Enthousiasmée par le rock progressif anglais, l'Italie a connu un phénomène de syncrétisme musical dans les années 70. Trois groupes ayant réussi à s'exporter au-delà des frontières transalpines se sont distingués : le pionnier Le Orme, et les deux virtuoses Premiata Forneria Marconi et Banco del Muttuo Soccorso. Autour de ces formations, gravitait une nébuleuse de groupes dont l'influence ne fut pas négligeable, mais dont le succès a été plus confidentiel. Area est l'un d'entre eux. Formé en 1972 par le chanteur d'origine grecque Demetrio Stratos et le batteur Giulio Capiozzo, le groupe sera plus tard rejoint par le bassiste niçois Patrick Djivas (futur membre de Premiata Forneria Marconi). ''Arbeit Macht Frei'' ('Le travail rend libre') emprunte son titre à l'inscription allemande figurant à l'entrée du camp de concentration d'Auschwitz. Le groupe revendique un engagement politique de gauche (le premier titre de leur album sera d'ailleurs censuré de sa dernière partie, rappelant avec malice Septembre Noir).

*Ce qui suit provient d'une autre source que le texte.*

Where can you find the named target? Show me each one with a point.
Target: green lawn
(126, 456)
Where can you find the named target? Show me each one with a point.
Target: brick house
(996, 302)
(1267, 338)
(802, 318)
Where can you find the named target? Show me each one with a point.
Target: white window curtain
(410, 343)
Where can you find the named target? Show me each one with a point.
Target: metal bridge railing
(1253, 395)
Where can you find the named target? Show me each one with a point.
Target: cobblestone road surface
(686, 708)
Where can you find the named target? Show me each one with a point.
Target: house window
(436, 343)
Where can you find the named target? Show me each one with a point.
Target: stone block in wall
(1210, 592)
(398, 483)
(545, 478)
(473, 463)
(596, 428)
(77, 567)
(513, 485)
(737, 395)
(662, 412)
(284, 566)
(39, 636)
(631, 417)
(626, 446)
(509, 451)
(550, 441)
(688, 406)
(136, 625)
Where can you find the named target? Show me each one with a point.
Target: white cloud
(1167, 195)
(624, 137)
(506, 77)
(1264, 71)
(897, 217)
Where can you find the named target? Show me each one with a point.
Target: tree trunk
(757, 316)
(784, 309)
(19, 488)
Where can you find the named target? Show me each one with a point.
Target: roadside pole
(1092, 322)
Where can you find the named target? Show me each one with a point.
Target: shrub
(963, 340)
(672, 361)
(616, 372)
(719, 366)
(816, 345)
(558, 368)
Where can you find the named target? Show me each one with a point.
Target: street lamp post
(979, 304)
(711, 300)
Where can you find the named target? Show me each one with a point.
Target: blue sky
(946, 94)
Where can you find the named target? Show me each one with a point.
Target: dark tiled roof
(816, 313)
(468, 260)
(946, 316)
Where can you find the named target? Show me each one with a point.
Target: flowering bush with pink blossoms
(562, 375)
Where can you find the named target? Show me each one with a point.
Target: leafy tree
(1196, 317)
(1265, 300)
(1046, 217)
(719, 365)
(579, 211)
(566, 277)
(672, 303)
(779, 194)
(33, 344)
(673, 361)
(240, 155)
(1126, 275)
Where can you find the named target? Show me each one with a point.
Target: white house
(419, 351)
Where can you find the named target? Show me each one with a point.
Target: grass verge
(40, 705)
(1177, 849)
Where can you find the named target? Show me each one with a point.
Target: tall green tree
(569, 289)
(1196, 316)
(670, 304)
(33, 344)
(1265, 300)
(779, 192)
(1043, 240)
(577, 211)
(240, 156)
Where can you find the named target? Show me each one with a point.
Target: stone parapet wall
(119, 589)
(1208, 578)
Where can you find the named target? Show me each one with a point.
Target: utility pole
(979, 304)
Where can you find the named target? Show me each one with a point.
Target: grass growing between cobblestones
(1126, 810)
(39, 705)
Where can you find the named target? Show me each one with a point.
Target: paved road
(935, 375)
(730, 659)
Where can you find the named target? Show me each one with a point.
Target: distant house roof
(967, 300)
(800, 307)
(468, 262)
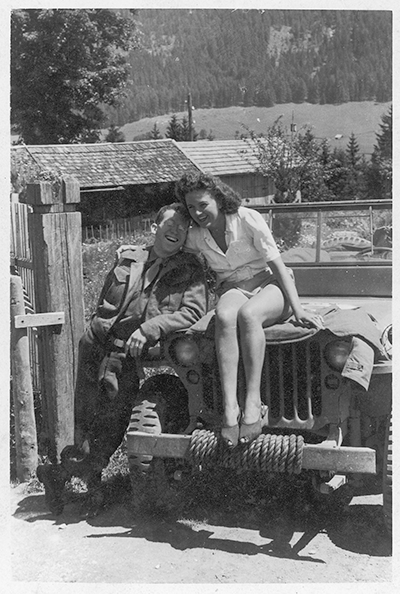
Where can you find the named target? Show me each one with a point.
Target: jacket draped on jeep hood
(366, 346)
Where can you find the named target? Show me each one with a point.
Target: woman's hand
(135, 343)
(308, 318)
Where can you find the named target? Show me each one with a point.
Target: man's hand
(121, 249)
(135, 343)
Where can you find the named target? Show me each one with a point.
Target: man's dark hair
(228, 200)
(177, 207)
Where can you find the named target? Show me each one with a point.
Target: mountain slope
(257, 58)
(335, 122)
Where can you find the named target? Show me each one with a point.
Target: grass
(327, 121)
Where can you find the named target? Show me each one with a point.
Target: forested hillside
(254, 57)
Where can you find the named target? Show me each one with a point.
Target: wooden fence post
(56, 236)
(24, 412)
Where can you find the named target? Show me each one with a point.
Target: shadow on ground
(274, 505)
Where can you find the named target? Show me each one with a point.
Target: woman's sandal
(230, 435)
(249, 431)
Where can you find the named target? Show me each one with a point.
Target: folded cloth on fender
(366, 346)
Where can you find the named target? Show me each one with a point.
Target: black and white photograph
(198, 387)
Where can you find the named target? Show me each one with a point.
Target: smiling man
(150, 292)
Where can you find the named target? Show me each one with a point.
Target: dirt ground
(267, 541)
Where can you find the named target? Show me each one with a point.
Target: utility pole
(189, 102)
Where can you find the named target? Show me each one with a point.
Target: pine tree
(385, 138)
(114, 134)
(155, 133)
(379, 172)
(174, 129)
(353, 151)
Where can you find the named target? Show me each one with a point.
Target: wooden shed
(234, 162)
(117, 180)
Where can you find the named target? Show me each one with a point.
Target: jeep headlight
(184, 351)
(336, 353)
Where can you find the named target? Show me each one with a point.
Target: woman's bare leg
(227, 347)
(262, 310)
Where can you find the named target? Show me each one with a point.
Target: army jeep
(327, 394)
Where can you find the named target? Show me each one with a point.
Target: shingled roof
(222, 157)
(112, 164)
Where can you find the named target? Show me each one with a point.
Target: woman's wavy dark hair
(228, 200)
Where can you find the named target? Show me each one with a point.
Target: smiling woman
(254, 286)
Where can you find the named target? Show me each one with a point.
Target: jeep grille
(291, 384)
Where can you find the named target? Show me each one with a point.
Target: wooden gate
(46, 253)
(21, 264)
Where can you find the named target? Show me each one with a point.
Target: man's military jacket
(176, 299)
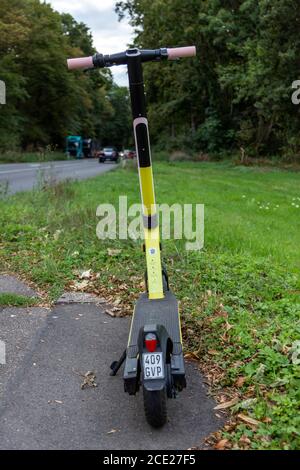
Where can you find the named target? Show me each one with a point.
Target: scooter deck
(159, 311)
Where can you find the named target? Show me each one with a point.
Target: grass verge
(8, 299)
(239, 295)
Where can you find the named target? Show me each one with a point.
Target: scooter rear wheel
(155, 406)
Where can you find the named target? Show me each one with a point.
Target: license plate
(153, 366)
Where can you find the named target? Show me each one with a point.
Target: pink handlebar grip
(80, 63)
(176, 52)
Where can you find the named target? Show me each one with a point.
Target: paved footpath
(42, 404)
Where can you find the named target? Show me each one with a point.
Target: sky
(109, 34)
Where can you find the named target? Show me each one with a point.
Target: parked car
(129, 153)
(90, 148)
(109, 153)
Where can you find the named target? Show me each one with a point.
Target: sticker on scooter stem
(153, 366)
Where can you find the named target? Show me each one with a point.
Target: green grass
(29, 157)
(8, 299)
(239, 295)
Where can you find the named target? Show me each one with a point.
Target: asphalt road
(42, 405)
(25, 176)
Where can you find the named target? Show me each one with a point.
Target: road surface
(25, 176)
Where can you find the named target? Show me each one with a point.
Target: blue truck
(74, 146)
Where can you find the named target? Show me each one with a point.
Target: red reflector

Ce premier essai occupe une place encore délicate entre rock progressif et jazz fusion. Si la plus longue piste culmine à un peu moins de dix minutes, la durée moyenne de l'album est assez courte : 36 minutes. L'une des grandes réussites de celui-ci réside dans la voix puissante
de son chanteur, mise à égalité des autres instruments. Les
prouesses vocales de Demetrio Stratos sont certes remarquables mais les
oreilles de l'auditeur devront faire un choix quasi matrimonial. Dans
'L'abbatimiento dello Zeppelin', version expérimentale de 'Whole lotta
love' de Led Zeppelin (que le groupe devait apprendre à
jouer pour pouvoir conserver sa place dans un club), les vocalises de Stratos se placent entre Robert Wyatt et... Tarzan!
Ces contrastes extrêmes se retrouvent dans la musicalité du groupe que l'on pourrait qualifier d'imprévisible. Il dicte ses règles qui peuvent parfois apparaître improvisées, expérimentant au-delà du rock progressif et du jazz. Ce brio n'est pas toujours assumé comme par exemple le titre éponyme qui se perd d'abord dans une démonstration soporifique de percussions rappelant plutôt le King Crimson de la seconde partie de 'Moonchild', avant d'être sauvé par sa basse et son saxophone (la mainmise de cet instrument plane sur les morceaux, en particulier grâce à son jeu nerveux sur '240 cilometri da Smire qui rappelle David Jackson).
Si le caractère expérimental du groupe peut rebuter, Area a pourtant choisi d'ouvrir l'album par le progressif 'Luglio, Agosto, Settembre (nero)'. Débutant par une récitation en arabe d'un poème sur la paix, la suite devient plus énergique en reposant sur la basse grondante de Patrick Djivas, les claviers aériens et son rythme balkanique, qui annonce la world music.
Il est difficile de classer un album qui brille par son exubérance, qu'elle soit politique ou musicale. Si l'écoute de cet album s'avère exigeante, le groupe aura pourtant rempli sa mission, celle d'offrir un miroir sonore à une société manquant de cohésion sociale et de stabilité.